The white-chested puffbird was formally described in 1788 by the German naturalist Johann Friedrich Gmelin in his revised and expanded edition of Carl Linnaeus's Systema Naturae. He placed it with the other puffbirds in the genus Bucco and coined the binomial name Bucco fuscus.[1] The specific epithet is Latin meaning "brown" or "dusky".[2] Gmelin based his description on the "white-breasted barbet" that had been described in 1782 by the English ornithologist John Latham from a specimen that had been collected in Cayenne, French Guiana.[3] The white-chested puffbird is now one of seven species placed in the genus Malacoptila that was introduced by George Gray in 1841.[4] [5]
The white-chested puffbird and the semicollared puffbird (Malacoptila semicincta) were considered to be conspecific by James Peters in 1958 but they are now treated as a superspecies.[6] [7] The white-chested puffbird is generally considered to be monotypic, though a subspecies M. f. venezuelae was proposed in 1947.[5] [8]
The white-chested puffbird is about 18cm (07inches) long and weighs about 44g. The head, upperparts, and wing coverts are dark brown, with the crown being blackish brown. Pale shafts to the feathers give a streaked appearance. The tail is warm brown. It has a whitish "whisker" and chin and a thin white crescent across the upper breast. The underparts are dirty white or buff with brown streaks and mottling. The bill is yellow-orange with a black tip, the eye reddish brown, yellow, or red, and the legs and feet yellow olive to pale olive.[9]
The song is "a long, descending musical trill: tree'e'e'e'e'e'e'e'e'ew." Its calls include "a descending, high, mewing whistle peeww."[9]
The white-chested puffbird is found in two large disjunct areas. One is from eastern Colombia and southwestern Venezuela south through eastern Ecuador and central Peru as far as the valley of the Apurímac River. The other is in the lower Amazon Basin from the Guianas east and south into Brazil's Amazonas and Pará states. It inhabits the understory of tropical evergreen forest, both terra firme and várzea. It is a bird of the lowlands. In elevation it ranges up to 200m (700feet) in Venezuela, 600m (2,000feet) in Colombia, 900m (3,000feet) in Ecuador (though locally to 1200m (3,900feet)), and 1500m (4,900feet) in Peru.[9]

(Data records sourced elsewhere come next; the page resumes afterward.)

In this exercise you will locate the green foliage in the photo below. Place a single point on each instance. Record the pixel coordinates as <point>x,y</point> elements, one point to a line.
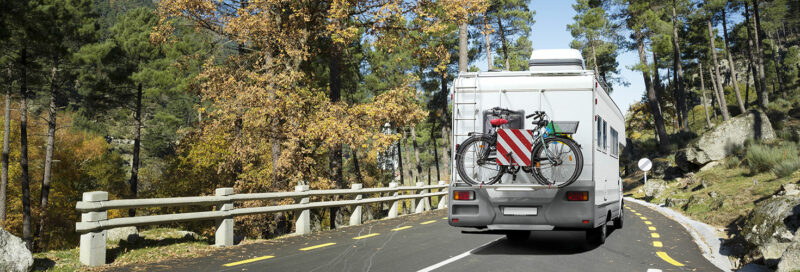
<point>762,157</point>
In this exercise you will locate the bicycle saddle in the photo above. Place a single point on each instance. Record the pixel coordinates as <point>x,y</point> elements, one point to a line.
<point>498,122</point>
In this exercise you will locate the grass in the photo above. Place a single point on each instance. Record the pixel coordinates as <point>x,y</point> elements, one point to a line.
<point>154,245</point>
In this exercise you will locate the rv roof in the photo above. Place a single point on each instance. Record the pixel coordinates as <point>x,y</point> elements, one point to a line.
<point>550,54</point>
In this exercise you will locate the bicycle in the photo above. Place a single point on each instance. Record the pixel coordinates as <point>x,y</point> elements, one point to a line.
<point>555,160</point>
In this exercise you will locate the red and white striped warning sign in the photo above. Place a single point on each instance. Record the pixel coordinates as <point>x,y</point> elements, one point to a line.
<point>514,147</point>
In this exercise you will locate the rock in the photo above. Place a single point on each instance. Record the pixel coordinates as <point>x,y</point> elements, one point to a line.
<point>188,234</point>
<point>770,226</point>
<point>129,234</point>
<point>726,137</point>
<point>709,165</point>
<point>790,260</point>
<point>14,256</point>
<point>676,202</point>
<point>789,189</point>
<point>654,188</point>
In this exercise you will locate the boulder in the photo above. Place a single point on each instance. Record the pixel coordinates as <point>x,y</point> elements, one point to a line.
<point>675,202</point>
<point>128,234</point>
<point>723,139</point>
<point>654,188</point>
<point>790,260</point>
<point>14,256</point>
<point>770,227</point>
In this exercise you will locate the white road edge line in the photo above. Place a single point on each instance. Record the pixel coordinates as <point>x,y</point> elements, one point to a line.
<point>455,258</point>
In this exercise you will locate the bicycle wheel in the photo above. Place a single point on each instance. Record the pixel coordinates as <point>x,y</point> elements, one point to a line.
<point>476,162</point>
<point>564,165</point>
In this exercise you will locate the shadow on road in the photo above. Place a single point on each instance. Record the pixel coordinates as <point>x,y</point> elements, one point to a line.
<point>542,243</point>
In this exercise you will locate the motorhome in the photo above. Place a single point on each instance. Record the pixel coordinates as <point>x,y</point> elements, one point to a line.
<point>558,84</point>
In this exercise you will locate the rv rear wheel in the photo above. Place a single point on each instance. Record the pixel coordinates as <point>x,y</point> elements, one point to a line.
<point>597,236</point>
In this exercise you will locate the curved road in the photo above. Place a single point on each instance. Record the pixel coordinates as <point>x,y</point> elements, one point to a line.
<point>648,242</point>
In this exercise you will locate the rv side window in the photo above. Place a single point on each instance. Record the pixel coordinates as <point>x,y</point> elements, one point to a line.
<point>605,137</point>
<point>614,142</point>
<point>599,132</point>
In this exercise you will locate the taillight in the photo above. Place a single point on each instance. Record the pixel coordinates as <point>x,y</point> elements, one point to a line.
<point>578,196</point>
<point>463,195</point>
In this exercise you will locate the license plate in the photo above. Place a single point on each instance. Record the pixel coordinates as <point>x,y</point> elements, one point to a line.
<point>520,211</point>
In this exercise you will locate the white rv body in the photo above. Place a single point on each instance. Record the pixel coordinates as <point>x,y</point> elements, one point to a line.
<point>558,85</point>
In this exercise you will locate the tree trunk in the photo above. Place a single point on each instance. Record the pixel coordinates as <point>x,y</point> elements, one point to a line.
<point>751,56</point>
<point>760,56</point>
<point>657,82</point>
<point>651,95</point>
<point>23,156</point>
<point>6,131</point>
<point>137,143</point>
<point>594,60</point>
<point>488,43</point>
<point>356,167</point>
<point>463,58</point>
<point>400,162</point>
<point>504,43</point>
<point>435,151</point>
<point>776,61</point>
<point>335,156</point>
<point>416,152</point>
<point>734,77</point>
<point>723,105</point>
<point>677,74</point>
<point>48,161</point>
<point>705,100</point>
<point>717,92</point>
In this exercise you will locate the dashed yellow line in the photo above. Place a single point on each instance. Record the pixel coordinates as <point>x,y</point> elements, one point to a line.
<point>666,258</point>
<point>657,244</point>
<point>366,236</point>
<point>248,261</point>
<point>317,246</point>
<point>401,228</point>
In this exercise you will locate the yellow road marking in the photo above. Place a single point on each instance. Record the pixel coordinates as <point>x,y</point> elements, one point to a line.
<point>666,258</point>
<point>317,246</point>
<point>657,244</point>
<point>248,261</point>
<point>366,236</point>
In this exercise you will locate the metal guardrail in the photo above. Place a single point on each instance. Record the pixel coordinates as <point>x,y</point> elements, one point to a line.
<point>95,222</point>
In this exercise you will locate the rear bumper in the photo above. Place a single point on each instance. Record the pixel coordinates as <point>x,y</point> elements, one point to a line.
<point>553,209</point>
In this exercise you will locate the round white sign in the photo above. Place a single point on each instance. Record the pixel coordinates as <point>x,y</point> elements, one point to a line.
<point>645,164</point>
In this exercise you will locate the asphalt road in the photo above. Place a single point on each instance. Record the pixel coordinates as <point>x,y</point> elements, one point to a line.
<point>425,242</point>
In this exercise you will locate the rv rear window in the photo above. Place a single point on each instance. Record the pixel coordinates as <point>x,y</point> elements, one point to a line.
<point>605,136</point>
<point>599,132</point>
<point>614,142</point>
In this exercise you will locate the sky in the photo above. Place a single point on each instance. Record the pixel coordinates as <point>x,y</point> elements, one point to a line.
<point>550,32</point>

The white-chested puffbird hunts from a perch several meters above the ground, remaining motionless for long periods before sallying to capture prey on the ground or from vegetation. It then usually flies to a different perch. It sometimes follows army ant swarms. Its diet has not been described in detail, but it is probably mostly insects with some small invertebrates.[9]
Essentially nothing is known about the white-chested puffbird's breeding phenology. It is thought to nest in a burrow in the ground as does its close relative the white-whiskered puffbird (M. panamensis).
The IUCN has assessed the white-chested puffbird as being of Least Concern. It has a large range, and though its population size has not been determined it is believed to be stable. No specific threats have been identified.